Its a bit of a strange request to be honest, such that it raises questions about whether what you're doing is the best way of doing it. However, in the spirit of answering the question...
The answer by DomPazz gives the option of splitting the data into two possible sets, but if you want code down the line to always refer to a specific data set, this creates its own complications.
You also can't, in the one data step, tell SAS to output to the "same" data set where one instance has a column and one instance doesn't. So what you'd like, therefor, is for the code itself to be dynamic, so that the data step that exists is either one that does drop the column, or one that does not drop the column, depending on whether message=x.
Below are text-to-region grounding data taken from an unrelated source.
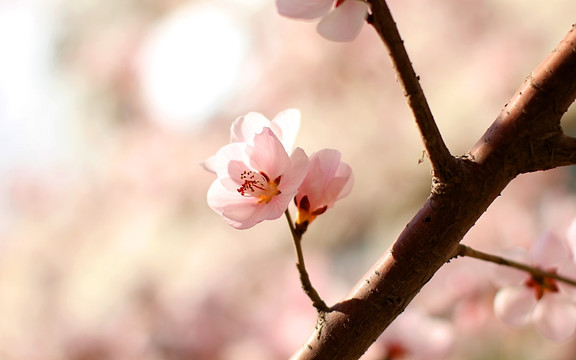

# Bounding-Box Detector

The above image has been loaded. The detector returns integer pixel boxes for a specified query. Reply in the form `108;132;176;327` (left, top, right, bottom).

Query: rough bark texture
290;14;576;360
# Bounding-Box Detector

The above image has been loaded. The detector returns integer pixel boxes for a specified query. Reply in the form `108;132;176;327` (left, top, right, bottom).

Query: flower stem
455;244;576;288
285;209;329;313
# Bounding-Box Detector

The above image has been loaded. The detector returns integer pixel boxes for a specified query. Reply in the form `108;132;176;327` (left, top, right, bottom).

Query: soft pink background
1;0;576;358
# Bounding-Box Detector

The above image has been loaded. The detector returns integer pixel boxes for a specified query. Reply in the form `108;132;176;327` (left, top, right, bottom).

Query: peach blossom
294;149;352;232
493;231;576;341
207;128;308;229
204;109;301;174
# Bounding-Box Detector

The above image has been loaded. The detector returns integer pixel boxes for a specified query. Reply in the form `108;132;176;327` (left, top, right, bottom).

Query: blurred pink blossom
206;128;308;229
566;218;576;263
294;149;353;233
493;231;576;341
275;0;370;42
365;308;455;360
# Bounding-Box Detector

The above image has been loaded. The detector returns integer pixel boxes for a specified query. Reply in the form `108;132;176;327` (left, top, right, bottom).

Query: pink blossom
275;0;370;42
492;231;576;341
294;149;353;233
206;128;309;229
230;109;301;152
204;109;301;173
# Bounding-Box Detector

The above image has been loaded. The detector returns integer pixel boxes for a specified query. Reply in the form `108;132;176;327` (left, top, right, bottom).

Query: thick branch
549;135;576;168
470;24;576;172
368;0;456;181
291;24;576;360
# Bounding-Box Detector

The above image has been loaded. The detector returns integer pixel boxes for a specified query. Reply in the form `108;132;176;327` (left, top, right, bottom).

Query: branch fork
291;3;576;359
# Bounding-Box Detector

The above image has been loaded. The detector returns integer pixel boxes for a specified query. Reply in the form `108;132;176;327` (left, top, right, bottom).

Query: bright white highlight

The answer to this, dynamic code, like many things in SAS, resolves to the creative use of macros. And it looks something like this:
/* Just making your input data set */
data have;
message='x';
time=35000;
qty=1000;
price=10.05;
price_alt=10.6;
run;
/* Writing the macro */
%macro solution;
%local id rc1 rc2;
%let id=%sysfunc(open(work.have));
%syscall set(id);
%let rc1=%sysfunc(fetchobs(&id, 1));
%let rc2=%sysfunc(close(&id));
%IF &message=x %THEN %DO;
data have(drop=price_alt);
set have;
run;
%END;
%ELSE %DO;
data have;
set have;
run;
%END;
%mend solution;
/* Running the macro */
%solution;
Try this:
data outX(drop=price_alt) outNoX;
set have;
if message = "X" then
output outX;
else
output outNoX;
run;
As #sasfrog says in the comments, a table either has a column or it does not. If you want to subset things where MESSAGE="X" then you can use something like this to create 2 data sets.